Clopidogrel Metabolism and Biological Response

Clopidogrel is a second-generation thienopyridine derivative that binds specifically and irreversibly to the platelet P2Y ₁₂ purinergic receptor, inhibiting ADP-mediated platelet activation and aggregation (see Chapter 19 ). It is an inactive prodrug that requires oxidation by the hepatic cytochrome P450 (CYP) system to generate clopidogrel H4-thiol, the putative-only active metabolite that selectively binds the P2Y ₁₂ receptor. Platelet aggregation is affected not only when triggered by ADP, but also by other substances that require released ADP as an amplifier ( Figure 20-1 ).

The wide interindividual variability of the biological response to clopidogrel is an established limitation of clopidogrel, and it has multiple determinants, including environmental, cellular, clinical, and genetic factors ( Figure 20-2 ). HPR and low-on treatment platelet reactivity (LPR) have been associated with recurrent ischemic and bleeding events. The aim of platelet function testing is to measure individual responses to the drug to avoid HPR and LPR. Multiple methods exist, without consensus with regard to the best method to use.
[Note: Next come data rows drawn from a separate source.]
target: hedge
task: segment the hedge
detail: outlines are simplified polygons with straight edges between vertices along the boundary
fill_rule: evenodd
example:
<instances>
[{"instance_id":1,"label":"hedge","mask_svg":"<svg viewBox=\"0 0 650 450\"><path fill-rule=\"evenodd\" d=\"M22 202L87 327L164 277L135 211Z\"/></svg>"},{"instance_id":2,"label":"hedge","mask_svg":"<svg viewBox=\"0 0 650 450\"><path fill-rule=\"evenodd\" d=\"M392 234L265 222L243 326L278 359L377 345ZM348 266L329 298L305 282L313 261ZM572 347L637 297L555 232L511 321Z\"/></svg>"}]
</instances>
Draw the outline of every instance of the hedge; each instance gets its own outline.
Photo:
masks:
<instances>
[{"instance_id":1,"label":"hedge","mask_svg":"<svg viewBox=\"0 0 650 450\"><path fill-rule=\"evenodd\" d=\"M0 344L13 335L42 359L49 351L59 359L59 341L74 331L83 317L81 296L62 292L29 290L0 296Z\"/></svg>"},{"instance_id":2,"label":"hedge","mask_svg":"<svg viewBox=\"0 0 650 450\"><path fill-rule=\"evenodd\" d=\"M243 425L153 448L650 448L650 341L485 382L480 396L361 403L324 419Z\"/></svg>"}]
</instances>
Methods for Platelet Function Testing

There are currently four ADP-stimulated assays (vasodilator-stimulated phosphoprotein [VASP] phosphorylation: VASP-P assay, [Diagnostica Stago, Biocytex, Asnières, France]; Multiplate impedance aggregometry, [Dynabyte Medical, Munich, Germany]; VerifyNow [Accumetrics, San Diego, California]; and light transmission aggregometry [LTA]) that are validated for the prediction of stent thrombosis and bleeding in patients with ACS. There are substantial methodological differences that explain the imperfect agreement among ADP-stimulated assays and the heterogeneity in classification of subjects at risk for thrombotic events. The global aggregation measure approach (platelet aggregation) is usually less specific to the drug action, whereas analysis of the drug effect with high specificity at subcellular levels (such as VASP phosphorylation) provides less information with regard to the overall state of the activation–aggregation cascade. LTA with ADP stimulation is only recommended when no standardized assays are available. Based on the currently available evidence, the best preliminary cutoffs for risk stratification include 95 and 208 P2Y ₁₂ reaction units (PRUs) for VerifyNow, 19 and 46 U for Multiplate, and 10% and 50% platelet reactivity index (PRI) for VASP-P for bleeding and stent thrombosis, respectively ( Table 20-1 ). These suggested cutoffs might be different according to clinical presentation, timing from PCI, procedural success, and ethnicity and therefore need further validation.